病院環境におけるカルバペネム耐性腸内細菌目細菌の院内獲得に対する紫外線による汚染除去戦略の新規適用と効果

2022.03.10

The novel application and effect of an ultraviolet light decontamination strategy on the healthcare acquisition of carbapenem-resistant Enterobacterales in a hospital setting

W.Lowman*, H.R. Etheredge, P. Gaylard, J. Fabian
*University of the Witwatersrand, South Africa

Journal of Hospital Infection (2022) 121, 57-64


背景

多剤耐性病原体(MDRO)の院内獲得の要因として、病院環境の役割の認識が高まっている。紫外線による汚染除去で環境バイオバーデンを最小化することができ、それによって院内獲得を減少させる可能性がある。この効果は代表的な環境の MDRO(例えばメチシリン耐性黄色ブドウ球菌[meticillin-resistant Staphylococcus aureus]、バンコマイシン耐性腸球菌[vancomycin-resistant enterococci]、クロストリジオイデス・ディフィシル[Clostridioides difficile])に対して証明されてきたが、カルバペネム耐性腸内細菌目細菌(carbapenem-resistant Enterobacterales;CRE)の発生率を低下させる役割については不明である。

 

目的

連続紫外線が CRE の院内獲得率に及ぼす影響を評価すること。

 

方法

CRE 獲得リスクが高い診療科において、標準的な清掃に連続紫外線による汚染除去を加えた 26 か月の実用的前向き介入試験を実施した。

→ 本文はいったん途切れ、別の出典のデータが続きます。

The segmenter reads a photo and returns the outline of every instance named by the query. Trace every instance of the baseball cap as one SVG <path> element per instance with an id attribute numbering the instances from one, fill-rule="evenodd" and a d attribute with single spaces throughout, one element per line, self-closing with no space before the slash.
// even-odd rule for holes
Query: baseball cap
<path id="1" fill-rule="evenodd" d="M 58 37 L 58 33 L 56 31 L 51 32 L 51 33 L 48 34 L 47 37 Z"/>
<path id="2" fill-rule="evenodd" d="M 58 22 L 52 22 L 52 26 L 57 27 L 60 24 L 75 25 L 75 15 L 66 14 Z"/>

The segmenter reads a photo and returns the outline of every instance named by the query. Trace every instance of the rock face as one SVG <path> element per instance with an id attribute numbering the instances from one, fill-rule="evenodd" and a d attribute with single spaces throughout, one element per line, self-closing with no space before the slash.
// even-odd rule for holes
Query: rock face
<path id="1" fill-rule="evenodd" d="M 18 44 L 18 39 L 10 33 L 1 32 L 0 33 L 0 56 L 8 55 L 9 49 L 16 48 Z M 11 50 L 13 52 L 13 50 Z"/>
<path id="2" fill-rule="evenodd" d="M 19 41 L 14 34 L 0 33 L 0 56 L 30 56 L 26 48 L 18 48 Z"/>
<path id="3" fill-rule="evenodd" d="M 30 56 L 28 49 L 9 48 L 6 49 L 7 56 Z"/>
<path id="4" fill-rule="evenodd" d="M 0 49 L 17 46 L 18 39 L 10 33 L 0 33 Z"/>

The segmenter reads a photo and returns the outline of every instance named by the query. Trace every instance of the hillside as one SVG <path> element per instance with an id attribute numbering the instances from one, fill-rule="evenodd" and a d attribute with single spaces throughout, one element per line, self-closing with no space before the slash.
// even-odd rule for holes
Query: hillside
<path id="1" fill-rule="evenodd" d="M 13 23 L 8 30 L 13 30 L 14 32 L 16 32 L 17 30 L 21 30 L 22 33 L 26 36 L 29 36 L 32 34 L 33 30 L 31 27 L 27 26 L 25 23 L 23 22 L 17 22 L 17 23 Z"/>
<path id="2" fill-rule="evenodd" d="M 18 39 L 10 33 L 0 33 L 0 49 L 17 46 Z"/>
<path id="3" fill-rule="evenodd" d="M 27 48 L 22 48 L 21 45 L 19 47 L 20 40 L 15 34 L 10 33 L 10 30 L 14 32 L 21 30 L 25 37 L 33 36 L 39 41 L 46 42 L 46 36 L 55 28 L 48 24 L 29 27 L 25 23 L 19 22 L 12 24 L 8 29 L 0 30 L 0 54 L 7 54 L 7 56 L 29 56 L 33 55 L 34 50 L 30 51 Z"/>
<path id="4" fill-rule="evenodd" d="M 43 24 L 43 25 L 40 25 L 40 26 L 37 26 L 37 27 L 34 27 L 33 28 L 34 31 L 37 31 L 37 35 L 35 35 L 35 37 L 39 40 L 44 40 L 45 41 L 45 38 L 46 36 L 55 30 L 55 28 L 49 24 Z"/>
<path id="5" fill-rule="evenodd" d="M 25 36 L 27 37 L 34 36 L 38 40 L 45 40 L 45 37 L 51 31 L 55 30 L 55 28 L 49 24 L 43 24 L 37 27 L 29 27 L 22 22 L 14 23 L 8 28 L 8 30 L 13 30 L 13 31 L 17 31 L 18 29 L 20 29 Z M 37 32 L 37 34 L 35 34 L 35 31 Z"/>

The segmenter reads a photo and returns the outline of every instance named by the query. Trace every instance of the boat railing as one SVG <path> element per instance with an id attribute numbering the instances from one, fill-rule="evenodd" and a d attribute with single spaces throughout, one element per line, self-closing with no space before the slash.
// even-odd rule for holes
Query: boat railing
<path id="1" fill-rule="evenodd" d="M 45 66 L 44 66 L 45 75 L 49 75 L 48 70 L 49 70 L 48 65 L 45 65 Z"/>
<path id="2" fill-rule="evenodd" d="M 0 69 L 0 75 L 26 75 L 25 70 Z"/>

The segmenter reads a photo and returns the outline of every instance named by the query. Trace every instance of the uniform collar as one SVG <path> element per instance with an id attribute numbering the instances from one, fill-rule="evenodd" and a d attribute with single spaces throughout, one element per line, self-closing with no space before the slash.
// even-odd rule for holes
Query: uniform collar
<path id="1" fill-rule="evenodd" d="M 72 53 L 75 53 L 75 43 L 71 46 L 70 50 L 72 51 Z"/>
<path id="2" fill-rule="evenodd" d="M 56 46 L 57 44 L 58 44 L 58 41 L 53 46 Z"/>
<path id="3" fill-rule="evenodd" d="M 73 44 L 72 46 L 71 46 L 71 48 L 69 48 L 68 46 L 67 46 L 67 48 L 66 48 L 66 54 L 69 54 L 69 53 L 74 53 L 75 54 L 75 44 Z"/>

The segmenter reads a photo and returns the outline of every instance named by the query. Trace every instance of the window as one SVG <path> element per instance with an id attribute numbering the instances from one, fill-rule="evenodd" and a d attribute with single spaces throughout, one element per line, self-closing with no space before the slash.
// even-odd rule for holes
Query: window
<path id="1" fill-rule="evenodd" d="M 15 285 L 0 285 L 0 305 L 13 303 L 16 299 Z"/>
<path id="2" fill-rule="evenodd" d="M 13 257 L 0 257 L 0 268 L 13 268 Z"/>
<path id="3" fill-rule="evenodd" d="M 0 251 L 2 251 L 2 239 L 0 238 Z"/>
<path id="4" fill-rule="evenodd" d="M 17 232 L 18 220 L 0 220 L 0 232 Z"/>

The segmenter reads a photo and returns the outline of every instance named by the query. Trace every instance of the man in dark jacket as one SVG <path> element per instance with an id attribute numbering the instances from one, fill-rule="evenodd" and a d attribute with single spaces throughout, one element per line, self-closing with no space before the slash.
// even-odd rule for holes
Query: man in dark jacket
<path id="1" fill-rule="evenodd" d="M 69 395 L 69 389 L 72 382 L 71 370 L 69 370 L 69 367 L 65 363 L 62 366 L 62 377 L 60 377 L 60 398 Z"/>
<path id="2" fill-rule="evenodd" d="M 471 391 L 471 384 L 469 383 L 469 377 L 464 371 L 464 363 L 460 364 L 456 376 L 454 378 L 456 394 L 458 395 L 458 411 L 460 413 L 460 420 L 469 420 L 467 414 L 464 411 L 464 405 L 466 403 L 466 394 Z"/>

12 か月のベースライン期間に続いて連続紫外線を導入し、ウォッシュイン期間は 2 か月であった。実施には退院時の最終的な汚染除去および新規の使用中のプロトコールが含まれ、それによって 48 時間以上占有された部屋は、患者の入院中に汚染除去された。中断時系列回帰を用いて、介入期間中の CRE 発生密度率をベースライン期間と比較した。比率は病棟/入院時の保菌率で補正し、連続紫外線プロトコールに従って解析した。

 

結果

使用中の連続紫外線プロトコールは、CRE 入院率で補正した場合に、CRE 発生密度率と有意な負の相関を示した(P = 0.0069)。CRE 発生密度率は介入期間中に有意に低下した(P = 0.042)。非介入の診療科では、病棟および/または入院時の保菌率で補正した場合に、発生密度率の変化を示さなかった。

 

結論

連続紫外線による汚染除去は、使用中のプロトコールとともに実行した場合、CRE の院内獲得を減少させる可能性がある。

 

サマリー原文(英語)はこちら

 

監訳者コメント

紫外線照射が CRE の減少に寄与した可能性を示唆する論文。OXA-48like の CRE に限られていることや、紫外線照射装置の使用がかなり限定的であったことなどが研究の限界と併記されているが、一方で研究期間中は紫外線照射以外の追加の感染対策は行われなかったことが研究の強みとして記載されている。個人的には棒グラフの色が紫色(紫外線の色?)だったことが刺さった。